En él se conjugaban cualidades en apariencia contradictorias. Era un hombre muy cálido, pero a la vez pugnaz y vehemente; fraternal en el trato diario, pero duro y frentero en las discusiones. Jorge Gómez lo aclara: «Felipe sabía distinguir entre lo personal y lo partidario. Si tenía con alguien contradicciones serias en política, la relación personal se deterioraba. Pero nunca al revés. Y en su prisma de clase, no valía de nada el amiguismo. Cuando hacía las críticas, iba directo al grano. No era melifluo ni condescendiente, ni aun con sus amigos, algo que no es usual. ‘Esto se lo aprendí a Mosquera, solía comentar. Cuanto más amigo se sea de una persona, tanto más franca debe ser la crítica’.»

Contertulio brillante, exhibía una gran capacidad para el detalle alegre y humorístico. En varias ocasiones se le escuchó exponer una especie de idea fija que le rondaba por la mente: citar una tertulia con excelsos contadores de anécdotas, e ir armando entre todos una historia profana del MOIR.

«Tan culto como era y buen lector, apasionado incluso por el lenguaje y la gramática, y con tan finas dotes para la narración oral, Felipe era consciente de un vacío que le dolía mucho: no saber escribir», dice Reinaldo Spitaletta.

Enrique Molinares lo evoca en la memoria como un hombre festivo y socarrón, enamorado de la Mujer y, a la vez, de arraigados afectos familiares. «Siempre nos brindó apoyo, dice Felipe, su primogénito. Era muy respetuoso en el trato hacia nosotros». Y Andrés refuerza: «Para mí fue un amigo con el que siempre podía contar».

«Fue una persona muy alegre y que gozaba de la vida, dice Javier Gaviria. Pero, ante todo, un comunista profundamente orgulloso de su vocación militante».

Epitafio

La historia del MOIR, sin Felipe, carecería de sentido. Desde 1965 hasta 1999 tuvo influjo directo en las más importantes decisiones. Y encarnó un combativo estilo de trabajo que con justicia podríamos llamar Escuela de Antioquia.

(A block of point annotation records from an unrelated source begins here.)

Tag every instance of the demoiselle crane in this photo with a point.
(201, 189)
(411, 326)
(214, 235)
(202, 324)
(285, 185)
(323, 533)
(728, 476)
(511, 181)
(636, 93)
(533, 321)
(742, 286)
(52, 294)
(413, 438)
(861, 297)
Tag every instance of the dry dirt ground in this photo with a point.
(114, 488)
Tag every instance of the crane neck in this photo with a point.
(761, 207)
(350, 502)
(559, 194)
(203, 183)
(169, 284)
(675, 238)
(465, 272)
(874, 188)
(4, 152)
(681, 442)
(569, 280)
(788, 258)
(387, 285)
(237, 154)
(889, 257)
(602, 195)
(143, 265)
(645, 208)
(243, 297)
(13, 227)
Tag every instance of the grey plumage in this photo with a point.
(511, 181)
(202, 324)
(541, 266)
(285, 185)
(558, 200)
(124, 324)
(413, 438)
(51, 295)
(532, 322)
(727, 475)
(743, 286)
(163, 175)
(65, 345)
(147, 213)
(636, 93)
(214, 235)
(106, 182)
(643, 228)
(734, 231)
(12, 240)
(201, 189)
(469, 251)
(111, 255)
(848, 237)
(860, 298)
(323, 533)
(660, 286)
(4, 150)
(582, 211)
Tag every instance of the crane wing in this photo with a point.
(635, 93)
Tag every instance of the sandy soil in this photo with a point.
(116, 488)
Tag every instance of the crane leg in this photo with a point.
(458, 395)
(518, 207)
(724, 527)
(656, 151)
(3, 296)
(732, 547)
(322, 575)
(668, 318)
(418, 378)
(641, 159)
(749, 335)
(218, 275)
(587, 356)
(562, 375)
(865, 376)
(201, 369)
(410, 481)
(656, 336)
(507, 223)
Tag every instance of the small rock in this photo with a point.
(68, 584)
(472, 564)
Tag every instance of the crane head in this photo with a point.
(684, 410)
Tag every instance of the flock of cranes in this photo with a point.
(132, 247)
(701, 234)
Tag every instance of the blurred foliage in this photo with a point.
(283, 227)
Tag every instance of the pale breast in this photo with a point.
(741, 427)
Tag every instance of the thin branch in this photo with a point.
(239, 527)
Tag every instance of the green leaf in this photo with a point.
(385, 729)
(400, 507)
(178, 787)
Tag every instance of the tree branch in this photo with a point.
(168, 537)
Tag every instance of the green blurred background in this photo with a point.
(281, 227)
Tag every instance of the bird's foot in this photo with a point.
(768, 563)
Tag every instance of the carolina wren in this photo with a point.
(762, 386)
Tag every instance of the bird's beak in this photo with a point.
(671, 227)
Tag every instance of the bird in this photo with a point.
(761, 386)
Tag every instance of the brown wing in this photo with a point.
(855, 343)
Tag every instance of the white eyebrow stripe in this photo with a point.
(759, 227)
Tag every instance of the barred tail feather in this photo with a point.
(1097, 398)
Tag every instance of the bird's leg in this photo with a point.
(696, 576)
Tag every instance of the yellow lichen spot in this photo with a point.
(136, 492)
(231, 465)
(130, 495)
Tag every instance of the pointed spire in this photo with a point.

«Yo aquí en la lucha», era el firme saludo con el que acostumbraba responder al de los militantes que venían a visitarlo desde distintos sitios del país. «Ésa es mi vida».

Y la selló con intrepidez. Su postrer actuación como integrante del Comité Ejecutivo Central, cuarenta y ocho horas antes de fallecer, fue consecuente con su límpida trayectoria de revolucionario integral. Estuvo el día entero preparando, junto con Héctor Valencia, Carlos Naranjo y Enrique Daza, el comunicado nacional del MOIR en que se reafirma el rumbo del Partido. Se tituló «Por la unidad y la salvación de Colombia» y se acordó que saldría a la luz en la edición de El Tiempo del viernes 9 de abril.

Fue su victoria póstuma.


1 Movimiento Obrero Estudiantil Campesino, fundado por Antonio Larrota, presidente de la Federación Universitaria Nacional, FUN, el 7 de enero de 1959.

2 Todas las personas citadas son dirigentes del MOIR en Antioquia.

3 Federación Nacional de Trabajadores de Carreteras Nacionales, presidida por Rafael Torres. Lideraba a la USO Eliécer Benavides.

4 Inicialmente se acordó que sería bautizado Partido del Trabajo de Colombia. Por circunstancias específicas, se terminó llamando Movimiento Obrero Independiente y Revolucionario, nombre que designaba, en el Congreso de fundación, a una alianza de fuerzas sindicales.